Brandywine Museum of Art announces new Wyeth Foundation Curator of the Andrew and Betsy Wyeth Collection

Brandywine Museum of Art announces new Wyeth Foundation Curator of the Andrew and Betsy Wyeth Collection

Image
Photo of William L. Coleman, Ph.D.
William L. Coleman, Ph.D.

 

Chadds Ford, PA, September 8, 2022—The Brandywine Museum of Art announced today the appointment of William L. Coleman, Ph.D. as the Wyeth Foundation Curator of the Andrew and Betsy Wyeth Collection and Director of the Andrew and Betsy Wyeth Study Center. Coleman, an experienced curator, art historian and teacher, will assume this newly created senior position at the Brandywine on October 17. Funded by the Wyeth Foundation for American Art, this role emerged from an innovative collections-sharing partnership between the Brandywine, the Farnsworth Art Museum and the Wyeth Foundation—which was announced earlier this spring.

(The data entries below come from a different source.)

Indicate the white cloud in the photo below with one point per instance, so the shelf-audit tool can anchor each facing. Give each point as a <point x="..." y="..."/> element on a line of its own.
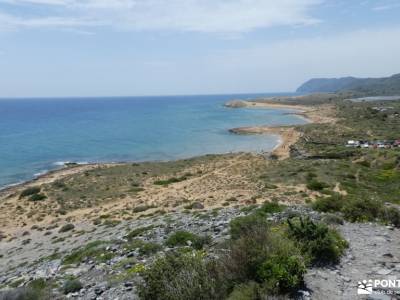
<point x="228" y="16"/>
<point x="284" y="65"/>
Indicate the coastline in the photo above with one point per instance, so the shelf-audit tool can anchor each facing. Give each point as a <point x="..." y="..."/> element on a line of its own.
<point x="71" y="168"/>
<point x="288" y="134"/>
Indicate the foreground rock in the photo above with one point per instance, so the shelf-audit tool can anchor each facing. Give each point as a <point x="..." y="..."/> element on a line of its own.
<point x="373" y="254"/>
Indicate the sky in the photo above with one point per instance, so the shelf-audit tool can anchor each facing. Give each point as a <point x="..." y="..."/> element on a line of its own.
<point x="64" y="48"/>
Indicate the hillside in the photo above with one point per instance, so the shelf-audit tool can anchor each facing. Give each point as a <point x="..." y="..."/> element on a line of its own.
<point x="363" y="86"/>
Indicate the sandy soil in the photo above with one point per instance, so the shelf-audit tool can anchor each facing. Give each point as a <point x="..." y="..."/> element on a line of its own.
<point x="230" y="180"/>
<point x="288" y="134"/>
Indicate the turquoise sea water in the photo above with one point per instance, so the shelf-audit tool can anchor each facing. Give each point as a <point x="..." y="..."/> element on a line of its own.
<point x="37" y="135"/>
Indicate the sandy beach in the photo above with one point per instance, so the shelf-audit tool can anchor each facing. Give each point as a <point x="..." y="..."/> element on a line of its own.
<point x="288" y="134"/>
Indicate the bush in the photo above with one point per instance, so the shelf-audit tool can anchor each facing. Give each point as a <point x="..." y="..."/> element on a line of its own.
<point x="361" y="210"/>
<point x="66" y="227"/>
<point x="333" y="203"/>
<point x="282" y="272"/>
<point x="37" y="197"/>
<point x="248" y="291"/>
<point x="316" y="185"/>
<point x="23" y="293"/>
<point x="243" y="226"/>
<point x="321" y="244"/>
<point x="271" y="207"/>
<point x="138" y="231"/>
<point x="333" y="219"/>
<point x="267" y="257"/>
<point x="95" y="250"/>
<point x="183" y="238"/>
<point x="72" y="286"/>
<point x="391" y="215"/>
<point x="182" y="277"/>
<point x="172" y="180"/>
<point x="30" y="191"/>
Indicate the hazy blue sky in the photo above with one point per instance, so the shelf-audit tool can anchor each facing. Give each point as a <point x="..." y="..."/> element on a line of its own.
<point x="153" y="47"/>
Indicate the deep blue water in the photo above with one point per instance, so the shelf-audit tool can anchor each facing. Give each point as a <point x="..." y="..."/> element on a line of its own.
<point x="37" y="134"/>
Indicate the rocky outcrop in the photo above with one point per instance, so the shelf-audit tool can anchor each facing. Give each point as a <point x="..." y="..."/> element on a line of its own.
<point x="236" y="104"/>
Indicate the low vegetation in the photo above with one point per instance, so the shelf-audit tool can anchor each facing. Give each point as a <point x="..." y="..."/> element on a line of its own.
<point x="260" y="259"/>
<point x="185" y="238"/>
<point x="30" y="191"/>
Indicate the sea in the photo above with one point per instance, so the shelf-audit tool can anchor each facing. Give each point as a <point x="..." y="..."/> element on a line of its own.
<point x="41" y="134"/>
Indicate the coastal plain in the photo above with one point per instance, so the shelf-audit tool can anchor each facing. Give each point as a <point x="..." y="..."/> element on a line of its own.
<point x="52" y="227"/>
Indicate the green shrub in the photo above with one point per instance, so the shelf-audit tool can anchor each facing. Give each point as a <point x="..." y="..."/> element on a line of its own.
<point x="243" y="226"/>
<point x="23" y="293"/>
<point x="183" y="238"/>
<point x="72" y="286"/>
<point x="316" y="185"/>
<point x="391" y="216"/>
<point x="320" y="243"/>
<point x="267" y="257"/>
<point x="171" y="180"/>
<point x="182" y="277"/>
<point x="333" y="219"/>
<point x="149" y="248"/>
<point x="37" y="197"/>
<point x="142" y="208"/>
<point x="282" y="272"/>
<point x="247" y="291"/>
<point x="333" y="203"/>
<point x="30" y="191"/>
<point x="95" y="250"/>
<point x="66" y="227"/>
<point x="361" y="210"/>
<point x="138" y="231"/>
<point x="271" y="207"/>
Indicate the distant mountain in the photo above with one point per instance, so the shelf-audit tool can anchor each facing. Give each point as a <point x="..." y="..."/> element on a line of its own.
<point x="362" y="86"/>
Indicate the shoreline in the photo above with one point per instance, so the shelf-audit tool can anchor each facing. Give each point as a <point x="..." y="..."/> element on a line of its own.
<point x="288" y="134"/>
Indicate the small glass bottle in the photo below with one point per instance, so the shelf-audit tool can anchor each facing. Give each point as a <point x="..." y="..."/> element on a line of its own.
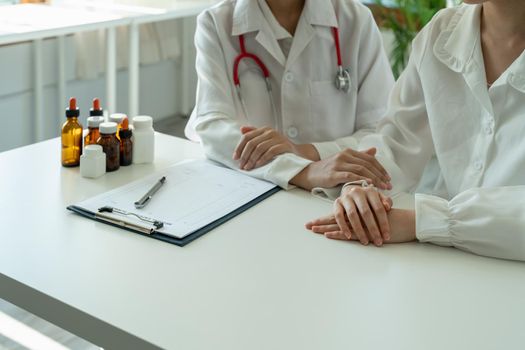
<point x="93" y="130"/>
<point x="117" y="118"/>
<point x="110" y="145"/>
<point x="143" y="140"/>
<point x="126" y="145"/>
<point x="71" y="136"/>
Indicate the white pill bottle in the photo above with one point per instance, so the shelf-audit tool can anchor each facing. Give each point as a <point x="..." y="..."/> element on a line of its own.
<point x="143" y="139"/>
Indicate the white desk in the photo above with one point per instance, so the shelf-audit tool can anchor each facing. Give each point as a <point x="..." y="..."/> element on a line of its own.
<point x="260" y="281"/>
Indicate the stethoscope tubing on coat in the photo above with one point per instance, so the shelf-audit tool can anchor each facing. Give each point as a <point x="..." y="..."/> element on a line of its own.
<point x="342" y="78"/>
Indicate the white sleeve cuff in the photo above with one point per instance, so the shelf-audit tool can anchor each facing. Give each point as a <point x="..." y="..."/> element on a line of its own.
<point x="433" y="220"/>
<point x="326" y="149"/>
<point x="284" y="168"/>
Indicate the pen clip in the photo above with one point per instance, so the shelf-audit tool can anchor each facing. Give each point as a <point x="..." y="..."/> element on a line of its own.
<point x="107" y="209"/>
<point x="142" y="202"/>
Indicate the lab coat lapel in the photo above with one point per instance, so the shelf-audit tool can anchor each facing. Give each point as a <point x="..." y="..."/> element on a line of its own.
<point x="315" y="12"/>
<point x="247" y="18"/>
<point x="303" y="36"/>
<point x="266" y="39"/>
<point x="456" y="47"/>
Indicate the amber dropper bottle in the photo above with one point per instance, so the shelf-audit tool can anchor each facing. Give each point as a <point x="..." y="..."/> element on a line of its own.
<point x="71" y="136"/>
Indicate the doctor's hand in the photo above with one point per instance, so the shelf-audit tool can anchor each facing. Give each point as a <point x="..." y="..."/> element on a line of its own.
<point x="402" y="222"/>
<point x="346" y="166"/>
<point x="258" y="146"/>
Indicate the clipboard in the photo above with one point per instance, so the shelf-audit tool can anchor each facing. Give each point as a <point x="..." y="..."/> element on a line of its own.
<point x="230" y="193"/>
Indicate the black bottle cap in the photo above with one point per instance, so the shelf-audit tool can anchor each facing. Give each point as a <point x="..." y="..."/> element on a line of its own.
<point x="125" y="133"/>
<point x="96" y="111"/>
<point x="72" y="110"/>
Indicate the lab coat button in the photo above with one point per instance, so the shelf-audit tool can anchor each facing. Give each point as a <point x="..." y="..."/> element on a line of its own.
<point x="478" y="166"/>
<point x="292" y="132"/>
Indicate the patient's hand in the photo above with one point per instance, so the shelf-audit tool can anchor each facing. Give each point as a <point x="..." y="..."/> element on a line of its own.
<point x="345" y="166"/>
<point x="402" y="225"/>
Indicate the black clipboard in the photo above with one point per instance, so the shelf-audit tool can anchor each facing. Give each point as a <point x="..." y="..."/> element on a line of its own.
<point x="181" y="242"/>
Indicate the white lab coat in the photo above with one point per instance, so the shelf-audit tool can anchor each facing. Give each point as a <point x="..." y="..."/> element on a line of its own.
<point x="310" y="108"/>
<point x="442" y="104"/>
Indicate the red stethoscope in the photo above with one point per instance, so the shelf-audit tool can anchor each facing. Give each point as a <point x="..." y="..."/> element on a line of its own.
<point x="342" y="77"/>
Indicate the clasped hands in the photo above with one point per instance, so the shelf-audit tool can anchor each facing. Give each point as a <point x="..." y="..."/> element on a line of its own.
<point x="259" y="146"/>
<point x="361" y="213"/>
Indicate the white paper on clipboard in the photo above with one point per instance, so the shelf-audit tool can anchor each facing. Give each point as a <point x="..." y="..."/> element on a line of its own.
<point x="196" y="193"/>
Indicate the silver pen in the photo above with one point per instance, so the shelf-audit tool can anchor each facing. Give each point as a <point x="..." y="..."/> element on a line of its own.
<point x="141" y="203"/>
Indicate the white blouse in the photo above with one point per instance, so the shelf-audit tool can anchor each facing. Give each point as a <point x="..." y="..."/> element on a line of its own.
<point x="442" y="104"/>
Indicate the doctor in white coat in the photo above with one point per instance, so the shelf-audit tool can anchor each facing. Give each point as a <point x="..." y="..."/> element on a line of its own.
<point x="461" y="97"/>
<point x="293" y="127"/>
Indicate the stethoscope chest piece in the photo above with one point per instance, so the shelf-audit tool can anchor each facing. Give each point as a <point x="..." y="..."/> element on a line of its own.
<point x="342" y="80"/>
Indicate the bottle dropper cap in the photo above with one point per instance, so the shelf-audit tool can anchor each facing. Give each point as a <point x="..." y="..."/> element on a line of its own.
<point x="72" y="111"/>
<point x="125" y="131"/>
<point x="117" y="117"/>
<point x="96" y="111"/>
<point x="108" y="128"/>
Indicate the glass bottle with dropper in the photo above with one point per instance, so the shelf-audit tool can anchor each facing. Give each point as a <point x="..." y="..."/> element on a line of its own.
<point x="95" y="119"/>
<point x="71" y="136"/>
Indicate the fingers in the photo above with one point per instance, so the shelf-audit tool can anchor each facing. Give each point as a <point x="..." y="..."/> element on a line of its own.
<point x="250" y="147"/>
<point x="372" y="161"/>
<point x="343" y="177"/>
<point x="248" y="136"/>
<point x="246" y="129"/>
<point x="325" y="228"/>
<point x="269" y="154"/>
<point x="355" y="220"/>
<point x="387" y="201"/>
<point x="340" y="218"/>
<point x="367" y="215"/>
<point x="325" y="220"/>
<point x="338" y="235"/>
<point x="364" y="168"/>
<point x="366" y="172"/>
<point x="376" y="203"/>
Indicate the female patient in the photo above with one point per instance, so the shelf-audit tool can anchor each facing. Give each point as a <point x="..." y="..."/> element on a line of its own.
<point x="299" y="122"/>
<point x="462" y="96"/>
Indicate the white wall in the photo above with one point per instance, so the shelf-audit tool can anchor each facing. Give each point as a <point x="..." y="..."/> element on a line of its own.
<point x="160" y="89"/>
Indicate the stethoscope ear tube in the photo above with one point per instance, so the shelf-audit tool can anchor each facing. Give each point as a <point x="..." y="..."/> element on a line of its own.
<point x="342" y="78"/>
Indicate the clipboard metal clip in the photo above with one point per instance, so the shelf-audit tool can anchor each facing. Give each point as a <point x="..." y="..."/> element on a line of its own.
<point x="107" y="209"/>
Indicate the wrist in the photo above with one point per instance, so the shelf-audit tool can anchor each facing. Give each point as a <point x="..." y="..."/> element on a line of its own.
<point x="302" y="179"/>
<point x="307" y="151"/>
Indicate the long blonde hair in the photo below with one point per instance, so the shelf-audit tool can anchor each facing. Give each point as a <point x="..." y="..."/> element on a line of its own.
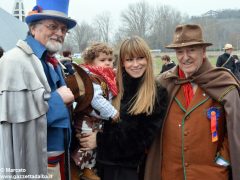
<point x="144" y="100"/>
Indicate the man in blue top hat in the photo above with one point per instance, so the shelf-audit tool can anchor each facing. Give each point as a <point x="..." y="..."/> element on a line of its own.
<point x="34" y="98"/>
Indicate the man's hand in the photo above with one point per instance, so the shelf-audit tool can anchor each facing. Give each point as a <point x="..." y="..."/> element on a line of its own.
<point x="66" y="94"/>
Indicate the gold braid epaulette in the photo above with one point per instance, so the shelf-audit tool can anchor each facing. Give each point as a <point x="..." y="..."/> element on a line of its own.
<point x="226" y="92"/>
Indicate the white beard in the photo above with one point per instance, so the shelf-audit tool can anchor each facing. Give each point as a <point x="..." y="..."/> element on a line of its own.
<point x="53" y="47"/>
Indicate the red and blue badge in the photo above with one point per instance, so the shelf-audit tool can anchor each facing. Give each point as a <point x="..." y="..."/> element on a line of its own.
<point x="213" y="114"/>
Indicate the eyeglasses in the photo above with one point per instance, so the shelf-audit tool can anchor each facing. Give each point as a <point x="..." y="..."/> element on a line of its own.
<point x="55" y="28"/>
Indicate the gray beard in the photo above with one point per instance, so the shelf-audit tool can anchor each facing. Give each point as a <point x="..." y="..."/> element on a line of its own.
<point x="53" y="47"/>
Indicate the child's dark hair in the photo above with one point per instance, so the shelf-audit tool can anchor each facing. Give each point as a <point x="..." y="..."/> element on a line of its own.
<point x="93" y="51"/>
<point x="66" y="53"/>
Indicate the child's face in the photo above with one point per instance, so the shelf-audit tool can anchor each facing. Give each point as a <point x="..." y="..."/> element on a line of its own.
<point x="103" y="60"/>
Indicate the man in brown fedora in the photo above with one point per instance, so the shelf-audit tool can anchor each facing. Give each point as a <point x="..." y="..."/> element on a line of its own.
<point x="34" y="99"/>
<point x="200" y="138"/>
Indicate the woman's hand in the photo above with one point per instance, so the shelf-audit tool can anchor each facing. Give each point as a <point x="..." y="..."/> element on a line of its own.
<point x="88" y="141"/>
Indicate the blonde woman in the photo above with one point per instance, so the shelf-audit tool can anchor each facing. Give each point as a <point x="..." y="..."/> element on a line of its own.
<point x="121" y="147"/>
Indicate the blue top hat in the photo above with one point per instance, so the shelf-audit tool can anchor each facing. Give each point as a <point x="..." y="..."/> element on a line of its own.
<point x="51" y="9"/>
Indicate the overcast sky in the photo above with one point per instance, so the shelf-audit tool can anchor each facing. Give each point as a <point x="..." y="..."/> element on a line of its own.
<point x="88" y="9"/>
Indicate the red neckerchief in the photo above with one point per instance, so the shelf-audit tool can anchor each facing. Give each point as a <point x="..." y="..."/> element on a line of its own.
<point x="52" y="60"/>
<point x="107" y="74"/>
<point x="187" y="88"/>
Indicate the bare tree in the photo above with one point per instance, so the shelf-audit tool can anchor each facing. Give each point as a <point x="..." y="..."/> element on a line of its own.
<point x="81" y="36"/>
<point x="103" y="23"/>
<point x="136" y="20"/>
<point x="164" y="22"/>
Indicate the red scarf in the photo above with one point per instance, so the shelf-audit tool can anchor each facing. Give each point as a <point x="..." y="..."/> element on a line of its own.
<point x="52" y="60"/>
<point x="187" y="88"/>
<point x="107" y="74"/>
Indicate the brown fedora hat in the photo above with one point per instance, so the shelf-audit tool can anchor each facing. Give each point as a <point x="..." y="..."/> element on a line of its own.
<point x="187" y="35"/>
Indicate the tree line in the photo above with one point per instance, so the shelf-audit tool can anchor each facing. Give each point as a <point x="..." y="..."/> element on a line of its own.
<point x="156" y="25"/>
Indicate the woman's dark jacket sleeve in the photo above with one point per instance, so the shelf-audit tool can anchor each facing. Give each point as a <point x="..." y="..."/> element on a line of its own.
<point x="125" y="143"/>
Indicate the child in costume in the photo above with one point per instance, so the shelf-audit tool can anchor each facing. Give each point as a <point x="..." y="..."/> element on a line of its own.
<point x="98" y="63"/>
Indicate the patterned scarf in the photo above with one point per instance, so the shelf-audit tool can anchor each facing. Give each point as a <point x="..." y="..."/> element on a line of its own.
<point x="187" y="88"/>
<point x="107" y="74"/>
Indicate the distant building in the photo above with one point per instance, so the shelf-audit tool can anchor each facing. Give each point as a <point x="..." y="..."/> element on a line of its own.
<point x="12" y="30"/>
<point x="18" y="10"/>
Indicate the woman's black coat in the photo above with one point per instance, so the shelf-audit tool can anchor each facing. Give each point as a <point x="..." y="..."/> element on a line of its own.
<point x="125" y="144"/>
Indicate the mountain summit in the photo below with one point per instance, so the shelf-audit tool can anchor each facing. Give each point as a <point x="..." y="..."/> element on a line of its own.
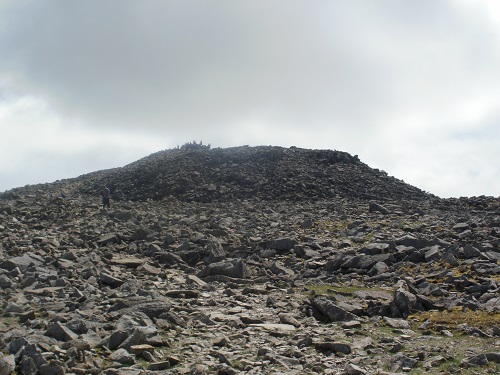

“We are thrilled to welcome William to this new position,” said Thomas Padon, the James H. Duff Director of the Brandywine Museum of Art. “His appointment is key to activating Betsy Wyeth's estate plan in which her remarkable collection of Andrew Wyeth's works would be accessible to the public and future generations of scholars in perpetuity. William’s in-depth knowledge of and experience in the field of American art make him the ideal person to bring fresh perspectives to Wyeth's seven-decade career through exhibitions, long-term loans, public programs and publications."

In his new role as the Wyeth Foundation Curator, Coleman will be responsible for stewarding the Andrew and Betsy Wyeth Collection, located jointly at the Brandywine in Chadds Ford, Pennsylvania and at the Farnsworth Art Museum in Rockland, Maine—the two geographic regions where Andrew Wyeth lived and painted. Managed by Coleman under the auspices of the Brandywine, the collection is comprised of nearly 7,000 works from across Wyeth’s seven decades as a working artist, including rarely seen paintings, watercolors, sketches and sketchbooks. Based in Chadds Ford on the Brandywine’s campus, Coleman will work in both Pennsylvania and Maine and be supported by a staff of three full-time employees. Together they will plan and develop exhibitions, make works available for loan to other institutions, and foster new research and scholarship on the life and work of Andrew Wyeth—including producing the catalogue raisonné of the artist. Coleman will also be responsible for curating compelling displays of a broad range of Andrew Wyeth’s works for both the Brandywine’s and Farnsworth’s dedicated Wyeth galleries throughout the year.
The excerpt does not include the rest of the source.